On insertion, the simplified result Items will sometimes collide, but this may be fine and may in fact allow very high performance improvements when the simplified Items are used as later input. For example, the simplified Items can be joined to in other patterns. The simplified Items may take up relatively little space.

However, later deletions will generate the same simplified Items and ‘too much’ will be deleted. For this reason, symbols can be given actions that prevent loss. If the simplified results have an action of ‘union’, then deletions will not occur. Without deletions, the simplified Items will only accumulate, but in many cases this is acceptable, or even desirable. If necessary, the set of simplified Items can be manually deleted and an appropriate PatternQuery can reconstruct them from the source data, so they are refreshed and minimal. In many cases, the simplified Items will actually not collide based on the data characteristics, so there is no issue.

These considerations reflect no inherent limitation of PatternQuery or PatternQueryItemSpace but are logical consequences of storing simplified Items that omit some data rather than permuting it.


A TriggerItemSpace is a a part of a PatternQueryItemSpace when used in the Server as the System Query, but it can also be used alone by wrapping any ItemSpace, to make the ItemSpace ‘active’ rather than ‘passive’. Any retrieval or mutation operation can be captured and custom Java code can be invoked. Pre-retrieval, post-retrieval, insert, and delete are independently handled, and if one of them is not active, it does not cause delays. A small set of fixed prefixes of various lengths can be detected to trigger different associated actions. The prefixes are independent, so some can be prefixes of others. Matching can be exact or by prefix.

Trigger Implementation

The TriggerItemSpace does a quick hash of a single fixed prefix length of the input Items to determine whether they are candidates to be intercepted, and if so then it compares the necessary associated variable-length prefixes. The length of the hashed prefix part is the minimum of the full prefixes, so if the minimum prefix is long, most operations only incur the hashing overhead, and short Items are not even hashed. The custom code can pass the triggering Item through to the underlying ItemSpace or it can block it and then it can do anything desired. Access is fully concurrent, with no locks or synchronizations. (Lock-free concurrency techniques are used). The trigger code can be replaced, and triggers can be added or removed at any time even with multiple threads active. About a few hundred to a few thousand triggers would be practical at one time. The triggered action code executes without locks, i.e. completely concurrently. Performance of the trigger detection should often be higher than the underlying InfinityDB ItemSpace, so little is lost.

Client Queries

An advanced feature under development is the ‘Client Query’ based on the REST API of the InfinityDB Client/Server version 6.0. The client does a REST access, but instead of accessing database data directly, a PatternQuery is transparently executed to input from the request, do the database access, and then output the results. Root symbols direct the access to the REST request header, request content, response header, response content, temporary and the usual database data, either default or identified by a database kind of symbol.

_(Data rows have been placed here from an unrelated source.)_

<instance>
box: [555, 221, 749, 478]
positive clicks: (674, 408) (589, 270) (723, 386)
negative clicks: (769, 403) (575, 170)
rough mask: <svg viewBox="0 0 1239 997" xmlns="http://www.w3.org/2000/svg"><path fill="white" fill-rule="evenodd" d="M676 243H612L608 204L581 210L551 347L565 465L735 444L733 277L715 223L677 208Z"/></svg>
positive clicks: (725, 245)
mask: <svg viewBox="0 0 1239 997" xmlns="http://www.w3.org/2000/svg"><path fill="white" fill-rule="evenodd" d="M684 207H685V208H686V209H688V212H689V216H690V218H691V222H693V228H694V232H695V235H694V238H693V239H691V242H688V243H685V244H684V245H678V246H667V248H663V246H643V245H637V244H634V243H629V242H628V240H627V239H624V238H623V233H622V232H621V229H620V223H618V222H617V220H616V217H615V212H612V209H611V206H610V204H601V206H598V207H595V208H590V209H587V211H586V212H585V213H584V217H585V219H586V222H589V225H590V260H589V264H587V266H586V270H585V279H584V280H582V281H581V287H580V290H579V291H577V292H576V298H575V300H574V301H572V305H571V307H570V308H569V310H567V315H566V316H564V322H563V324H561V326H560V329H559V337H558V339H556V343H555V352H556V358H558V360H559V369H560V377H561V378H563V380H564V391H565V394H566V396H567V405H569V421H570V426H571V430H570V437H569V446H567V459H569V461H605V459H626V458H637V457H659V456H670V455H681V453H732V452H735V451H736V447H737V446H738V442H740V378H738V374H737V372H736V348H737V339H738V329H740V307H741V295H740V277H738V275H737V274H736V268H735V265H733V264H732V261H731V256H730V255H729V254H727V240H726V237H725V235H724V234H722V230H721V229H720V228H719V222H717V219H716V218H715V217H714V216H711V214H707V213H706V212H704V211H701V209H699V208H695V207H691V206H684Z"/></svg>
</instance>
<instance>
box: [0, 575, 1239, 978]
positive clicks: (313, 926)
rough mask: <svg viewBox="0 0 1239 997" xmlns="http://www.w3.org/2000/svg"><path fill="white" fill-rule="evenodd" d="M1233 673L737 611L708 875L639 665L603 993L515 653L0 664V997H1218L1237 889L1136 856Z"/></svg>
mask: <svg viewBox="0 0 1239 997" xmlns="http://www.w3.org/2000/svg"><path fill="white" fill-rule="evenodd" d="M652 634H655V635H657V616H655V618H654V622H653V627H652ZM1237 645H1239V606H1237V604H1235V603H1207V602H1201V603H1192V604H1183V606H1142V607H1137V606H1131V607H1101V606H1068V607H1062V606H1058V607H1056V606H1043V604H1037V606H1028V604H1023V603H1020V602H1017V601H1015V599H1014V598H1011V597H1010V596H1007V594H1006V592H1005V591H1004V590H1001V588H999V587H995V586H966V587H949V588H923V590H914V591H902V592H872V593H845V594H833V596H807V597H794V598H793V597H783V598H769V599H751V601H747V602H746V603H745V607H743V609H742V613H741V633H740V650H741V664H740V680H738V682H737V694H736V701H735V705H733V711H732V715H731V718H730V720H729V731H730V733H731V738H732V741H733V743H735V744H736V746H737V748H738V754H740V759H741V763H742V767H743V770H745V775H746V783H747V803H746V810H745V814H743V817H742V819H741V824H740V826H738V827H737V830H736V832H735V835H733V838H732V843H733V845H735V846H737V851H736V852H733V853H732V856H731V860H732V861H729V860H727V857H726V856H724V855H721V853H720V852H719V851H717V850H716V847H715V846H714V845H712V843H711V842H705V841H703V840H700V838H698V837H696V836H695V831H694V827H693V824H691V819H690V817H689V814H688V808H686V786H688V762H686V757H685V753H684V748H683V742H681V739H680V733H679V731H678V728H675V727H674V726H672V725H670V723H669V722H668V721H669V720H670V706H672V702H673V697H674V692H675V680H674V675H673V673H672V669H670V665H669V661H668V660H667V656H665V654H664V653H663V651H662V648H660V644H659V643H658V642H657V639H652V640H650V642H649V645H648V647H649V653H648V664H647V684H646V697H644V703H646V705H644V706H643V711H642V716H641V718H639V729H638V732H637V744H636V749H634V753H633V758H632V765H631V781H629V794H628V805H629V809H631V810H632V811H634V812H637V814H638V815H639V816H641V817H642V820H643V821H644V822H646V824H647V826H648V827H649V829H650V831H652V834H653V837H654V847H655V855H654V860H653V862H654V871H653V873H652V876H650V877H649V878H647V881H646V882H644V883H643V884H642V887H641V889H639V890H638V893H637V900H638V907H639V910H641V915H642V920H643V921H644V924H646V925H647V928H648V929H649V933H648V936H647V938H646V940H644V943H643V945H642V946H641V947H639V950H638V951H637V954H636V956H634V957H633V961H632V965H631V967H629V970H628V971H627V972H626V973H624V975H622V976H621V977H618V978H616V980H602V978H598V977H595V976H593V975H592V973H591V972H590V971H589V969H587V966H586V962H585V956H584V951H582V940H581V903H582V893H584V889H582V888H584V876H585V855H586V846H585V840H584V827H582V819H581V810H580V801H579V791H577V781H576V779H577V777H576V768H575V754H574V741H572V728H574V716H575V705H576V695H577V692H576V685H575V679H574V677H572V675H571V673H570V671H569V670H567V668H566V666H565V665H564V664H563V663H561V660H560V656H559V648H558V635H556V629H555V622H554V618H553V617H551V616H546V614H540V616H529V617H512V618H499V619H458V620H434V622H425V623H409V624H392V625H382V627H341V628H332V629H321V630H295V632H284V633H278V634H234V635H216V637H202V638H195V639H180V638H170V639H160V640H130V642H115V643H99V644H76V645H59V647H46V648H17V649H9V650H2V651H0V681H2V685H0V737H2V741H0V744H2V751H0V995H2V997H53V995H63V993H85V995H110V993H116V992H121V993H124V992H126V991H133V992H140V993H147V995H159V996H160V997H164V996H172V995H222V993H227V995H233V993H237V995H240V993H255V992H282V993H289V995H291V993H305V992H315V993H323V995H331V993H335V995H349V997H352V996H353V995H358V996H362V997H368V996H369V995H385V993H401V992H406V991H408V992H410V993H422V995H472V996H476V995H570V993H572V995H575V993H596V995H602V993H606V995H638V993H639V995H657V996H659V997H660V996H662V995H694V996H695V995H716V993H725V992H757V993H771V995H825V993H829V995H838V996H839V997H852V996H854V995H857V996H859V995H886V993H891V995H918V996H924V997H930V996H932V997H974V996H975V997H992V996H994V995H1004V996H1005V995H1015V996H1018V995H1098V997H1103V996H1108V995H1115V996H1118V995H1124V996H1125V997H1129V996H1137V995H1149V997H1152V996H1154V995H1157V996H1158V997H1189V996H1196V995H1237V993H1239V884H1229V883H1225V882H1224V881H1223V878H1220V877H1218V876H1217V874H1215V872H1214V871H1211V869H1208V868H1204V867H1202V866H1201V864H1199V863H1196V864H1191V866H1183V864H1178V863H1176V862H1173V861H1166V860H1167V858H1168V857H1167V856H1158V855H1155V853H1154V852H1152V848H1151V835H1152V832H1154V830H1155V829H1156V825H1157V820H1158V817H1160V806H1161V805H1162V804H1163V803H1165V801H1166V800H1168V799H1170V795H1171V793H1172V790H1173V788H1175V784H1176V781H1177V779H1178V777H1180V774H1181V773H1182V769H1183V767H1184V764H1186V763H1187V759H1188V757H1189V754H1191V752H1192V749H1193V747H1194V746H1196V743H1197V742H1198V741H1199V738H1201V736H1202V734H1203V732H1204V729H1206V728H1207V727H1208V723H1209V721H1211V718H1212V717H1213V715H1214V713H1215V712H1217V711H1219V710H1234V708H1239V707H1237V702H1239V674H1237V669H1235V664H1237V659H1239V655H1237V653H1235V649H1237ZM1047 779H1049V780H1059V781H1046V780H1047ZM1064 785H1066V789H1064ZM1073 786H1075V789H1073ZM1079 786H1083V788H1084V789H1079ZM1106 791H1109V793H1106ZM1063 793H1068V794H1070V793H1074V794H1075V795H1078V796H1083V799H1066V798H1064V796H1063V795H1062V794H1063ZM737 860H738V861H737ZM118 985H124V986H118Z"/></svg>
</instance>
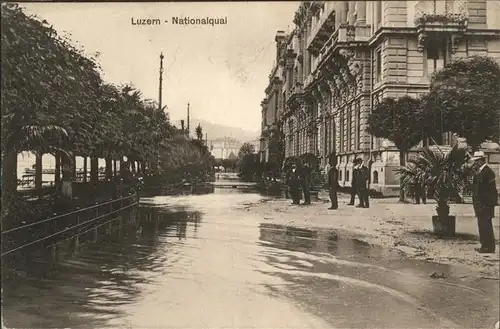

Normally, the PatternQueries can be kept in the database itself, so a database becomes a self-describing unit including not only data but also the set of operations that can be safely and efficiently applied to it, according to its particular data structures. This should produce a more flexible, future-proof and secure system overall. There will be user permissions for use of Client Queries that can be granted independently of whether a given user has database read or write permissions. The permissions can be changed per-user or per-group by the admin user.

A typical use would be for JavaScript code on a web page to do an AJAX invocation of the Client Query and put the results on the page. Also the JavaScript can determine the AJAX input parameters based on user input. Any other way to hit a REST URL will work, such as curl, Python code, or Java code, or even a web browser. For Python, the infinitydb.access package allows using a Client Query.